X86 machines have had perfectly fine idle wattages for ages now. I’m not sure why people think an x86 machine is sucking 50W at all times or something.
Anecdata: I have a netbook from around 2009 with an Atom processor. Default clock is 1.6 GHz but I ran it at 800 MHz. With an SSD inside, it sips power and ran 24/7 basic web services for years.
no actual data here: no power (Watts) provided for the netbook to enable a fair comparison.

It's great that it did not become ewaste, and a computer you have is better than one you don't have, but people likely shouldn't pick up old netbooks over something like a pi.

I agree.
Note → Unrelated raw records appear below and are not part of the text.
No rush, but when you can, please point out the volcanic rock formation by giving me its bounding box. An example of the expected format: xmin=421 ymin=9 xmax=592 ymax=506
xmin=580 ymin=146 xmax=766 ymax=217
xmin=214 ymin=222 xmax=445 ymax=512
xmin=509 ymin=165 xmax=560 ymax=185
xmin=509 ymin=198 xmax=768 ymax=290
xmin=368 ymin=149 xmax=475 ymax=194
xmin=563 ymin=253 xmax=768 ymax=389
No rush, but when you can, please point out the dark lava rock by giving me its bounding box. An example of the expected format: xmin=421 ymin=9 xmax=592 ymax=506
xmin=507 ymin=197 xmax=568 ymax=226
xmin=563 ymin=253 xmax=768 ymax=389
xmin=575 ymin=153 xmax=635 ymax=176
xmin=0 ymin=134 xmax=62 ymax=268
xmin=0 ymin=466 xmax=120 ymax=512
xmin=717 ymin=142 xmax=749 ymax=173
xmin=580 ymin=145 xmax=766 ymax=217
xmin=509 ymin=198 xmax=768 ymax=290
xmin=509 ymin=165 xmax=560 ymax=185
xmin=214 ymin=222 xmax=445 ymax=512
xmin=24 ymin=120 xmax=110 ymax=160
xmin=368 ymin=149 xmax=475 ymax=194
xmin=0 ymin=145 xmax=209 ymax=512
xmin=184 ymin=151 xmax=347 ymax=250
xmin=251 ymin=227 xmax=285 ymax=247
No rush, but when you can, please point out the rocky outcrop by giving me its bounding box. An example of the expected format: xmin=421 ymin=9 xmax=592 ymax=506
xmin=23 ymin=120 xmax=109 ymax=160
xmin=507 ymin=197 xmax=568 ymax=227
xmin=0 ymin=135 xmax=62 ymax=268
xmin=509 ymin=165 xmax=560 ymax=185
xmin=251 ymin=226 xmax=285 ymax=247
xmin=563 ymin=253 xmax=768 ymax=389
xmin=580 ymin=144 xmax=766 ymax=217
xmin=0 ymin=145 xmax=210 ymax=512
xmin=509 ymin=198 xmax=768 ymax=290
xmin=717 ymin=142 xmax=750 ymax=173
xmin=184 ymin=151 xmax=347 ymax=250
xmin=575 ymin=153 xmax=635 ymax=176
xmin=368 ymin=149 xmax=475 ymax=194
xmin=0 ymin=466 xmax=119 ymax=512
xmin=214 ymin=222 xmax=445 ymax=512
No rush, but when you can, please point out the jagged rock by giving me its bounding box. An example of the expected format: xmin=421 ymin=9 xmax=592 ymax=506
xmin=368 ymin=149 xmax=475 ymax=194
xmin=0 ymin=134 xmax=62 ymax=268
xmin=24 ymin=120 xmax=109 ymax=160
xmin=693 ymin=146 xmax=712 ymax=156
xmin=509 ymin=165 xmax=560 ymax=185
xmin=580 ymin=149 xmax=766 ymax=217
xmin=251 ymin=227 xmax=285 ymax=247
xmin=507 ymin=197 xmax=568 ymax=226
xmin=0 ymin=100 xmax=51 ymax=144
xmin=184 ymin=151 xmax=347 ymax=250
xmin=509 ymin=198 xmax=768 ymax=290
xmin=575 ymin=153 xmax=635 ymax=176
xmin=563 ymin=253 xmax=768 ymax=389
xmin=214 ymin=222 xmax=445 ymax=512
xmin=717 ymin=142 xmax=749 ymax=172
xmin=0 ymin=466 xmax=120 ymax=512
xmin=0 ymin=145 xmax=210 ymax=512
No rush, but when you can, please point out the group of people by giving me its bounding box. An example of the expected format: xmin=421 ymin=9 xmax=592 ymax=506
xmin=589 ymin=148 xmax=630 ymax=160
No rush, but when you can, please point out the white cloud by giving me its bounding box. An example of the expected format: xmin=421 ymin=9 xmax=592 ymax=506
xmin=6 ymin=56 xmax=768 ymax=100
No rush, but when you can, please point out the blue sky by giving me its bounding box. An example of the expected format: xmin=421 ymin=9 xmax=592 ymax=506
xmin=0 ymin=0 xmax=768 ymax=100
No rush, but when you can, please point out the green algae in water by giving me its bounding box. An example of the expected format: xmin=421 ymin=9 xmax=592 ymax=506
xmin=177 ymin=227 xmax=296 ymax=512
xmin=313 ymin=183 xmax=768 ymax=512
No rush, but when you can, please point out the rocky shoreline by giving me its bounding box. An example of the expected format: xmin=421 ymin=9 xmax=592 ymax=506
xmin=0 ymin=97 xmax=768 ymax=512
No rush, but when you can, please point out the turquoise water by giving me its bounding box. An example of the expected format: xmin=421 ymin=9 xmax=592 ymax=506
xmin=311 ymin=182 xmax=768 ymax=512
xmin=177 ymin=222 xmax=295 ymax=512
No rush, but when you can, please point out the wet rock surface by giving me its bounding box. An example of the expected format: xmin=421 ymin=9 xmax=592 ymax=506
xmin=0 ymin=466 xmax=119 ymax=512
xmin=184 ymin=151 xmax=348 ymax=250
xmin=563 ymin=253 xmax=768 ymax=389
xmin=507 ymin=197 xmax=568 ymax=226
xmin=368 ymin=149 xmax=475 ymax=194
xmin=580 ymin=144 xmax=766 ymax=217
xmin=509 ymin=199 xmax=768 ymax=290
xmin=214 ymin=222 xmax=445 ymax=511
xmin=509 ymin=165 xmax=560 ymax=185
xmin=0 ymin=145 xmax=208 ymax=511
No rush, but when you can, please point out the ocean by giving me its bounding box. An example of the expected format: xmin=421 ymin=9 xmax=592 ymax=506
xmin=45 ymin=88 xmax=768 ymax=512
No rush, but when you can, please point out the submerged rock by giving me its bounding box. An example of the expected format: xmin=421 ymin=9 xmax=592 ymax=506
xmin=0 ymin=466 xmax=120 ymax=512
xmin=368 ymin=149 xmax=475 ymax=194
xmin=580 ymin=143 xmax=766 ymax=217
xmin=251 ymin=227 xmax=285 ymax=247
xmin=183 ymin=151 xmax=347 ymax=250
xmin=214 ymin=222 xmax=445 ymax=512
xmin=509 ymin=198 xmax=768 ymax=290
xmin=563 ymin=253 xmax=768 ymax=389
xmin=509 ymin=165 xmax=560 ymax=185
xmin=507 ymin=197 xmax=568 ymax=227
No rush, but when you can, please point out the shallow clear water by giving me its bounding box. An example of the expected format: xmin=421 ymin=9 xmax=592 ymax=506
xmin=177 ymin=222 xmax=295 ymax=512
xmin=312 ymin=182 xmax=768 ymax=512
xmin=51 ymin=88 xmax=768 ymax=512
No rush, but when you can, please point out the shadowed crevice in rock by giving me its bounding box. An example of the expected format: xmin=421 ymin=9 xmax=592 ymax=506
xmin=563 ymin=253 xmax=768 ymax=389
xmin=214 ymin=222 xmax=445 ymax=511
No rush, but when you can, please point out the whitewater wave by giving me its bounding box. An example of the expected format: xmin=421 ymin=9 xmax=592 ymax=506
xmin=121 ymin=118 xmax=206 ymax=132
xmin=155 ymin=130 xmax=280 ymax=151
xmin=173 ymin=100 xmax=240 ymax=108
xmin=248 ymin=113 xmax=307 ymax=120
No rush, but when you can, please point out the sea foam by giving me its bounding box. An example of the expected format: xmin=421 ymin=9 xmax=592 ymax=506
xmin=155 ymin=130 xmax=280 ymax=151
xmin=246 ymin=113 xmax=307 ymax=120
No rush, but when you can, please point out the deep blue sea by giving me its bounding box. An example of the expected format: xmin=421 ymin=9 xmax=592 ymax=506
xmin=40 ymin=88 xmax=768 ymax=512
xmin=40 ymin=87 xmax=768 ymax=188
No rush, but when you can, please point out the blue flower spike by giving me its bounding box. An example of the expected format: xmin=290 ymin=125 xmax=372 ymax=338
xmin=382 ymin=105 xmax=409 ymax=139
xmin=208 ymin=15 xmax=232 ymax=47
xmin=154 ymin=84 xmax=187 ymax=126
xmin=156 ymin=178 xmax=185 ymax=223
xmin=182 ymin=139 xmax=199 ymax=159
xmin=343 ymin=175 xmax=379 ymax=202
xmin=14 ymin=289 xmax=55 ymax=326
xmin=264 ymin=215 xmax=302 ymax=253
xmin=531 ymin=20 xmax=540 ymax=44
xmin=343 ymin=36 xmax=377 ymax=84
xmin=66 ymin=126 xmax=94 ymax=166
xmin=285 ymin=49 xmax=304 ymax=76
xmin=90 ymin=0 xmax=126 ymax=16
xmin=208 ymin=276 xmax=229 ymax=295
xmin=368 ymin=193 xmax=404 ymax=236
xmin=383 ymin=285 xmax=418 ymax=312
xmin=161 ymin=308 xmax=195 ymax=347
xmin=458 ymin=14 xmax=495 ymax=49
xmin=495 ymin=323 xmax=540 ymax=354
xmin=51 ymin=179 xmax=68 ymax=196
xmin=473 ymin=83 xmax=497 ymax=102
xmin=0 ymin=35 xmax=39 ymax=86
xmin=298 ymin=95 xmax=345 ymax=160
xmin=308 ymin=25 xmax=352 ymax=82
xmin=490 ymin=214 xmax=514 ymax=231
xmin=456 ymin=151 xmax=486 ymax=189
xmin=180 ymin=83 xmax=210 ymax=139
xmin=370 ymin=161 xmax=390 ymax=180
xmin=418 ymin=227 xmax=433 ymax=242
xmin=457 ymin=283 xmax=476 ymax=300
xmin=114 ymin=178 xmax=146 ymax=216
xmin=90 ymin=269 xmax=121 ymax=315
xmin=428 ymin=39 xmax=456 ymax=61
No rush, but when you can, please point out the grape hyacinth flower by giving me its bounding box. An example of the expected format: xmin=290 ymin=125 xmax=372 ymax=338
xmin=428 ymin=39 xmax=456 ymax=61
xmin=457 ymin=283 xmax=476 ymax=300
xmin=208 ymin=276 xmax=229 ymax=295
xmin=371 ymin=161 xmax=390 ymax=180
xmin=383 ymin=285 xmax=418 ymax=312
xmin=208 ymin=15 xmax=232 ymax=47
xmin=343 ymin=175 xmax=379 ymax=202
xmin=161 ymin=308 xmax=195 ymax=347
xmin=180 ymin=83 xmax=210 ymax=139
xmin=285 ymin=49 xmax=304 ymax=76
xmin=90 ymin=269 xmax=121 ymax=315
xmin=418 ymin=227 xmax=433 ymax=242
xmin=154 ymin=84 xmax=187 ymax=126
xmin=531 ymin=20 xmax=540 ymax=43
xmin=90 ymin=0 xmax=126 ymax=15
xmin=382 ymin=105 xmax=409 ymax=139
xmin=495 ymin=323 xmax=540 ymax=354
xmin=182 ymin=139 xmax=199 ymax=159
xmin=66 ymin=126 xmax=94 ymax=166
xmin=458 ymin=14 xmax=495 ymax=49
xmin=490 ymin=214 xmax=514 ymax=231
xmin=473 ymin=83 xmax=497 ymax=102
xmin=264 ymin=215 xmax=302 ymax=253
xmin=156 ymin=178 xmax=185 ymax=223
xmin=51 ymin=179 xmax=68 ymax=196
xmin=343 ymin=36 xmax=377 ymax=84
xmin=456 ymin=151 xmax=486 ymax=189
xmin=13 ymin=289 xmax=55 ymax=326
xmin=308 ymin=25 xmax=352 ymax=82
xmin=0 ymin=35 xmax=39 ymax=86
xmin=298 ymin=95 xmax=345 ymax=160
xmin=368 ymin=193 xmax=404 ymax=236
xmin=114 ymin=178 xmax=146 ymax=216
The machine is remote so I don't have it on hand, but I believe the stock AC adapter is rated for 40 watts according to a search online. However, I haven't recently plugged it into my Kill-A-Watt to see the actual draw, especially since I run it at half frequency. I'll bring it with me next time I'm out there for an upgrade to see what it actually pulls. :)
It's because ATX PSU desktops have high idle whereas a laptop, embedded device, or ATX12VO doesn't. People mean different power delivery methods and bundle it all up under x86 vs ARM
I tried measuring the wattage of my Pi Zero W when I got it but my Kill-A-Watt just registered 0 even when running stress -c 1. ;)
You can measure it with an inline USB power meter. They generally run between half a watt idle and 2 watts depending on what you're doing (using a camera, Wi-Fi, and keeping the CPU busy) and if you've shut down things like the video output and LEDs to try to save power.
A lot of it depends on what you use it for, in my usecase I've kept the two Pi's I mentioned as they sip a tiny amount of power. The Lenovo Thinkcentre I've got sits idle at around 7w but it's running a fair few service I use for dev work throughout the day, and the Pi would struggle to cope.

If you used one for something equivilent to a pihole then I think yes it would cost more over time, although we're likely talking many years of 24/7 runtime for it to then become more expensive, the low power x86 chips are a lot more efficient than they used to be.